Adolescence is one of the most challenging periods in one’s life – you undergo many physiological and emotional changes. Parents become more demanding, and in some cases, you start looking for ways to earn an income.
During this transition from childhood to adulthood, you are also likely to experience changes in your oral health. You might need braces for teeth alignment, bad breath might become an issue, and wisdom teeth may start growing.
Regardless of your age, it is essential to maintain good oral hygiene. Failing to take care of your teeth can cause conditions like tooth decay, cavities, gum disease, and in several cases, tooth loss.
This article offers some helpful information on how teens can take better care of their teeth.
Brush Regularly and Thoroughly
It’s advisable to brush your teeth at least twice daily. Ideally, this should be after the first meal and before you go to bed. You can choose to brush after every meal, but ensure that you don’t exceed three times in a single day, as this can damage your gums.
When brushing your teeth, be as thorough as possible. Hold your toothbrush at an angle such that its bristles are between the gum and the teeth. Then, do tiny circular movements. Repeat this on both sides of your teeth, and more importantly, remember to brush your tongue.
Flossing helps remove food particles stuck in between your teeth, where toothbrush bristles can’t reach. These particles usually turn into plaque and can cause cavities if left unremoved. Ensure that you floss your teeth at least once daily.
Watch Your Diet
What you eat has a significant impact on your oral health. Sugary foods are known to cause tooth decay. For this reason, it is wise to train your teen to avoid candy, sodas, and other sugary stuff. Also, encourage them to brush their teeth after they have eaten chips, ice cream, pretzels, and other snacks.

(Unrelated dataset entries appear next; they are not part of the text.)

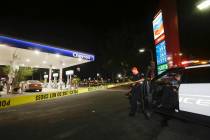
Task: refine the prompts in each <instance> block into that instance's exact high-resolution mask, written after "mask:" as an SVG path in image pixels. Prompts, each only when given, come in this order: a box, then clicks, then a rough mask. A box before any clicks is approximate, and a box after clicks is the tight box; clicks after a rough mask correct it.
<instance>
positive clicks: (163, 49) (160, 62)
mask: <svg viewBox="0 0 210 140" xmlns="http://www.w3.org/2000/svg"><path fill="white" fill-rule="evenodd" d="M156 56H157V65H161V64H166V63H167V53H166V44H165V41H163V42H161V43H159V44H158V45H156Z"/></svg>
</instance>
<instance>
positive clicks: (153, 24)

Alternatively, stack your refrigerator with healthy foods like fruits and vegetables instead of junk food. Besides improving overall well-being, some veggies like carrots can strengthen your teen’s teeth.
Drink a lot of water
Drinking water after taking sugary foods and drinks helps to rinse your mouth and reduces the risk of cavities. What’s more, water keeps you hydrated and improves your health.
Avoid drinking energy and sports drinks, as they increase the risk of enamel loss if used excessively. Also, limit the amount of coffee you drink because too much can cause tooth staining.
Due to peer pressure and other factors, many people start smoking in their teen years. Whatever the motivation, smoking is harmful to your oral and overall health.
Using tobacco products causes tooth discolouration and bad breath. It also increases the risk of gum disease, mouth cancer, and tooth loss.
If you don’t smoke, don’t start. If you are already using it, be honest with your dentist and follow their advice on preventing the conditions mentioned above.
Avoid Oral Piercings
Like smoking, oral piercings are often a result of the desire to fit in with your peers. Although they look ‘cool,’ they can have severe implications for your oral health.
Oral piercings increase the risk of chipping your teeth when chewing, eating, sleeping, or talking. They can also damage your gums and cause tooth fractures. Therefore, it’s wise if you avoid them altogether.
There’s always a risk of losing or hurting your teeth when playing contact sports, such as hockey, football, and rugby. You can lower this risk significantly by wearing a mouthguard whenever you hit the field.
While mouthguards tend to be uncomfortable, especially to first-time users, they make up for it by protecting your teeth.
Check Out Wisdom Teeth
Wisdom teeth usually emerge during teen years. They tend to be painful because there’s no room for them to grow. If the pain persists, visit your dentist for further assistance. In most cases, the doctor removes these teeth.
The best way to ensure your teen takes care of their teeth is by emphasising the importance of having a fresh breath and a sparkling smile. If that isn’t enough, tell them how having stained teeth (or none at all) can adversely affect their social life and cost a lot of money to treat.